The Western Mediterranean
A cruise to the western Mediterranean sector is everything a real traveller dreams of: Taking walking tours of quaint and winding cobbled streets, enjoying the balmy climate of the Mediterranean cities and villages on the cruise’s port-stops, where the air is scented with lavender and brightly decorated al fresco restaurants offering a mix of Spanish, French and Italian cuisine beckon gourmands to come sample local foods are just some of the highlights offered by Western Mediterranean cruises.

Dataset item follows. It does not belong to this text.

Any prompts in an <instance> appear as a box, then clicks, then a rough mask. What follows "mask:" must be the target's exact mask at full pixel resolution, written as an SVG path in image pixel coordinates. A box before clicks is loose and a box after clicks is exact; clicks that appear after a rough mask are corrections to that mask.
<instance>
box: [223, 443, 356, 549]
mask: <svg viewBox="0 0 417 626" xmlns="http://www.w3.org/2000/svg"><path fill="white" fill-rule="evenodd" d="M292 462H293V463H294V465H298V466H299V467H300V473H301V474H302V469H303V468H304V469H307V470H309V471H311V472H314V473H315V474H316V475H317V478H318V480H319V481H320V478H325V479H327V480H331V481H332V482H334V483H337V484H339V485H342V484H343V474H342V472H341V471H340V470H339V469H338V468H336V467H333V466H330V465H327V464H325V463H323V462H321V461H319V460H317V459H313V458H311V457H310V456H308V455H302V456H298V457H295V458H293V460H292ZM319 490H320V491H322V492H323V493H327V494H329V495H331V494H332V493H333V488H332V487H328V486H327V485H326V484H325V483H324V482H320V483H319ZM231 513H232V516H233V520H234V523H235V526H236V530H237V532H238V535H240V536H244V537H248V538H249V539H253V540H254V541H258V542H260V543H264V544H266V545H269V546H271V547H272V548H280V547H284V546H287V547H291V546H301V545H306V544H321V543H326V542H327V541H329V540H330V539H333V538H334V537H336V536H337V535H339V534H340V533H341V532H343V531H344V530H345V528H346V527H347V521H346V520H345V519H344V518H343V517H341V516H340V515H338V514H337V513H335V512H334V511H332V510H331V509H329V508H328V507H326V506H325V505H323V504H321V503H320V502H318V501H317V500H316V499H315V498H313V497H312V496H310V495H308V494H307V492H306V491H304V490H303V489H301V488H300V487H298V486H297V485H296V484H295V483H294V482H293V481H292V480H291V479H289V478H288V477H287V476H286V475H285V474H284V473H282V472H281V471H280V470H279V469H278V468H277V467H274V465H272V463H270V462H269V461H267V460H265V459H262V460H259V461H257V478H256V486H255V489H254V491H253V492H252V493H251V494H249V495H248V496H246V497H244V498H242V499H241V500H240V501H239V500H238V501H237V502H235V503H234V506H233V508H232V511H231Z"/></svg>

A typical Mediterranean cruise season starts in April and ends in October, thus enabling passengers to sail either during the sublime European summer or during the high-revelry months of July-August, when sun-seekers from the northern hemisphere hit these beautiful shores in large numbers, depending on the personality of the traveller.
However, it must be mentioned that the standard Western Mediterranean cruise typically begins in the far West (think Lisbon, situated on the Portuguese coast) and extends to Venice, located on the eastern coast of Italy. Among the biggest draws of this beautiful cruise region are the glitzy resort towns that large luxury liners can enter easily, namely Capri, Nice, Marseille, Cannes, Monaco and Amalfi, in addition to cities made famous by Hollywood movies, like Casablanca, Naples, Barcelona, Venice and Genoa.
For those choosing to combine a land and sea journey on this cruise sector, must-visit shore excursions or even over-night stays include the chic town of Portofino, where the shorefront is neatly lined with colourful villas, lush vegetation on the rising hillsides and along the picturesque valleys, visit to the San Giorgio fortress and local vino sampling with olive tasting opportunities at the harbour cafes dotting the streets.
Valletta in Malta and Ajaccio in Corsica are two other must-visit port stops on the Western Mediterranean cruise, especially for those that love history and culture. The former is a 16th century city built like a fort, replete with stone streets from a bygone era where the Knights of St John were housed. Visitors can view the Palace of the Grand Knights, take photographs of the grand Baroque architecture and savour the delights of Italian-Maltese cuisine. In Ajaccio, the birthplace of Napolean where a museum is named after him, cruise passengers can delight in roaming the quaint pastel-tinted French resort town on foot or by cycle, visiting a magnificent citadel, cathedral and sandy beaches, lounge at the waterfront boulevard, tasting local eats at the various cafes and restaurants and come back to their luxury liner with tasty Corsican cheese available at the daily market to view a spectacular sun-set from their decks.
Pick of the Ships
Braemar: Fred. Olsen's' tastefully-decorated ship offers a high level of comfort and a very British style of cruise. Conveniently, her Mediterranean itineraries operate round-trip from Dover, eliminating the need for return flights to the Med from London - a particularly wise move during the 2004 Athens Olympics. A 14-night cruise on September 7 calls at Almeria, Spain; Ajaccio, Corsica; Toulon, France; Barcelona; Cadiz, Spain; and Lisbon.
Costa Romantica: Costa Cruises' chic, 4-star ships lend an authentic Italian flavour to Mediterranean cruising. A 10-night Iberia Morocco round-trip cruise on this dazzling, newly refurbished ship departs Savona (on Italy's Ligurian coast) on September 10, calling at Barcelona; Alicante, Spain; Lisbon; Cadiz, Spain; Casablanca, Morocco; Gibraltar and Malaga.
Star Clipper: This 4-star, four-masted luxury sailing ship is by far the most romantic way to explore the Mediterranean. It is large enough for two pools, a library, piano lounge and indoor/outdoor bar but small enough to slip into secluded bays that larger ships miss out on. A 7-night round-trip Tyrrhenian cruise departs Cannes in September, calling at the French island of Porquerolles; Costa Smeralda, Sardinia; Bonifacio and Calvi, Corsica; and St Tropez.